Very high doses of chemotherapy are given. The doses are so high that the blood-producing bone marrow is destroyed. Stem cells taken from a donor are then reinfused into the patient. These are cells that are early precursors of bone marrow and reimplant in the patient's bone marrow and start producing blood cells (red cells, white cells and platelets).
Note that some people often confuse stem cell transplants with fetal stem cell therapy. They are not related.
In a small number of patients, a stem cell transplant can be curative, but the therapy can also be fatal, especially in older patients. Consolidation chemotherapy is a less intensive post-remission maintenance therapy than a stem cell transplant. It is more commonly done in elderly patients. It has a lower early mortality rate but is less effective. Approximately 10 percent of AML patients over age 60 are alive five years after diagnosis.
The drug Mylotarg, generic name Gemtuzumab ozogamicin, was FDA-approved for post-remission treatment of AML in patients over age 60 several years ago. After post-approval evaluation, the drug was withdrawn in June 2010 as ineffective.
Participation in a clinical trial aimed at finding a better treatment is always a good option for patients who qualify. It is especially good when the prognosis with standard treatment is poor. Participants are getting a standard treatment or a new treatment that a number of experts have looked at and decided is reasonable.
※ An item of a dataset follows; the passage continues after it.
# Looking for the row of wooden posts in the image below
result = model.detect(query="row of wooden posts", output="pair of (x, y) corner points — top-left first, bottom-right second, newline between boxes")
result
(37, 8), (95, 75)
You can think of this as not a second or third opinion, but a more powerful consensus of a number of experts. It is also of note that studies show that doctors who participate in clinical trials give better, more state-of-the-art therapy to all their patients than doctors who do not participate in clinical trials.
There are two very good sources for finding cancer clinical trials in the U.S. One is sponsored by the American Cancer Society (my employer) and the other by the National Cancer Institute.
The American Cancer Society Clinical Trials Matching Service is a free, confidential program that helps patients, their families and health care workers find cancer clinical trials most appropriate to a patient's medical and personal situation. It can be reached by phone at 1-800-303-5691 or the service's website.
The National Cancer Institute service is accessible at 1-800-4-CANCER or its website.